The interesting thing is that the next film that I finished that will be out in the spring is on Benjamin Franklin, who's born the same day as Muhammad Ali, January 17. And he is arguably the most interesting person of the 18th century.

KCRW: You often are focused on people with a gift. For the first five years of his career, Ali's reflexes were so good that he didn't need to have technique. And the film pays attention to the fact that he was not just a great athlete, an astonishing athlete who could do so much stuff in real time. Those appetites you were talking about, partially came from the fact that his career was derailed at its peak by his own decision, by the way, but a lot of that just seemed to be him, almost living out this adolescent life and post adolescence because he didn't get the chance to fail the way athletes would have had had a chance to have those years. 

Burns: Let's presume the "what if?" I think he would have just kept on winning and winning and winning and maybe gotten lazy and lost in a way. He won the first two fights against Jerry Quarry and then Bonavena and then lost to Frazier, won several fights and then lost again to Norton, then came back and beat Norton and then came back and beat Frazier and then was able to recapture the heavyweight championship for the second time 10 years after he got it the first time. But you're right. This is a guy who is completely untrained and untutored; his abilities are so natural and innate. He's not going to be bent by anybody else. 

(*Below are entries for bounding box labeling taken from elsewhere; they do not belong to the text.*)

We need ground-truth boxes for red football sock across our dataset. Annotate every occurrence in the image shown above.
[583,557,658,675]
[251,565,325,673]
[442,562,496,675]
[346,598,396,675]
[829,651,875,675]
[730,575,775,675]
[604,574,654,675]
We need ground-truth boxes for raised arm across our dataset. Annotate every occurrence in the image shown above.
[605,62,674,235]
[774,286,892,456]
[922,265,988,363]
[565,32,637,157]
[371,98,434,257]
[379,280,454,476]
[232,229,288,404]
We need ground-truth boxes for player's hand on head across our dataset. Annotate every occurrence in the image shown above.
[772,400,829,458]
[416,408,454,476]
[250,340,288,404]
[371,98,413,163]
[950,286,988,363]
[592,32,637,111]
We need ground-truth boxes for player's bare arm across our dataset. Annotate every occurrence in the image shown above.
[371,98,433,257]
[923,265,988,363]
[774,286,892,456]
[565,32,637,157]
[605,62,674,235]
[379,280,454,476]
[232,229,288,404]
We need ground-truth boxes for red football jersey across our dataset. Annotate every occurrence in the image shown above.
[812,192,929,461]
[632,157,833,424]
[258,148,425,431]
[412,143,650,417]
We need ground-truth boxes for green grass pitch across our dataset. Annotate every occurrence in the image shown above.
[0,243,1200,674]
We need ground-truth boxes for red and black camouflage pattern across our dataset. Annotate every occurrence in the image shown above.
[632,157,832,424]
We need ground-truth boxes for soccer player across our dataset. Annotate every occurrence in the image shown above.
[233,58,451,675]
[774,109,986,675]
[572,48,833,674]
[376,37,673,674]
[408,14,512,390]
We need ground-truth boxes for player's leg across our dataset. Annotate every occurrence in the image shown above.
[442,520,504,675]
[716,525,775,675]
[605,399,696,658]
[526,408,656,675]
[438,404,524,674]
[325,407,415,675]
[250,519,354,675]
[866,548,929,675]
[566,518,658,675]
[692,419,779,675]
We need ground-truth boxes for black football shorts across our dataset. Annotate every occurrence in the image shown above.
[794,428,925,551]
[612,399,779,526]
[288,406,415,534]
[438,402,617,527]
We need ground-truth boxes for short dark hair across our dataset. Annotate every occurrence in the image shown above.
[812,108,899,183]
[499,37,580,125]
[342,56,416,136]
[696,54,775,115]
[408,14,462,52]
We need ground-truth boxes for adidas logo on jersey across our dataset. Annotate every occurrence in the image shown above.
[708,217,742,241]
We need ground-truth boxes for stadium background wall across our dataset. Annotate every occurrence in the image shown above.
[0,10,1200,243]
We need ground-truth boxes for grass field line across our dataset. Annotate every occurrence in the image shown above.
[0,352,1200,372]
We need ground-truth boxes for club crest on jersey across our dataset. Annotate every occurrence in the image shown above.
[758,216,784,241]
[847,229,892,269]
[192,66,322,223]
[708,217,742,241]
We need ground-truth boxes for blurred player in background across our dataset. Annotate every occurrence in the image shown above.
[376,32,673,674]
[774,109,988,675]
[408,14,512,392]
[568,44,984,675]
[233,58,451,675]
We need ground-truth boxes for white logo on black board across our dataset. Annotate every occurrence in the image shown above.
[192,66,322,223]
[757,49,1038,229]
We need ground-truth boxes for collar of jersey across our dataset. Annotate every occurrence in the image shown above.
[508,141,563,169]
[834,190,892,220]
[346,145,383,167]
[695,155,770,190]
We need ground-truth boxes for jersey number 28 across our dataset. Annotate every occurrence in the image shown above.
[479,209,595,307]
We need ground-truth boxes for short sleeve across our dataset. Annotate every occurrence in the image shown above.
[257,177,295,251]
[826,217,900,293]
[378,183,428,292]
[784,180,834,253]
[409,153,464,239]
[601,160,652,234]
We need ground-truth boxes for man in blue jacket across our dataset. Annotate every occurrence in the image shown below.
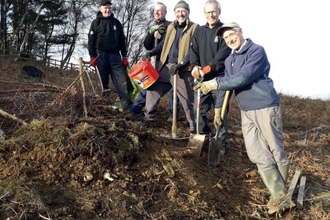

KCRW: It's not only the astonishing ability, but joy in this. He took so much pleasure in it, and that's a rarity to see somebody who's that immersed in craft and instinct and power and ability and intelligence, but also the pleasure he got from it. All these things you're talking about seem almost vaguely sexual.

Burns: Oh, it is. He's the most beautiful person you've seen. I mean, I think if Michelangelo was going to be commissioned to sculpt David right now, he goes, Well, I don't think so. Maybe I'll do Muhammad Ali. He is gorgeous.

It's so much easier to talk about the easier things: the freedom, in context of race and politics, the courage, in the context of race and politics and the sport of boxing. But there's also this other dimension that I've been trying to say, which is love. He loves this game. He loves himself. He loves the life he's living. He seems to love everyone around him, he wants to reach out and give everyone something. He is generous to a fault.  

I like the picture when the Beatles show up in part of their British invasion in '64, when he's training for the Liston fight. There's a fake publicity thing of him punching George who's falling into Ringo, falling into John, who's falling into Paul. All five of these men understood a fundamental principle of the mechanics of the universe, and that is that love multiplies. John Lennon said, All you need is love. Paul McCartney maybe said it the best: And in the end, the love you take is equal to the love you make. Muhammad Ali practiced that in a different place. It wasn't in the music business, but he did it in a way that so transcended his skills, so transcended the circumstances, both positive and negative of his life, that he becomes a kind of avatar or apostle of all of these things. Freedom? Yes. Courage? Yes, but also love.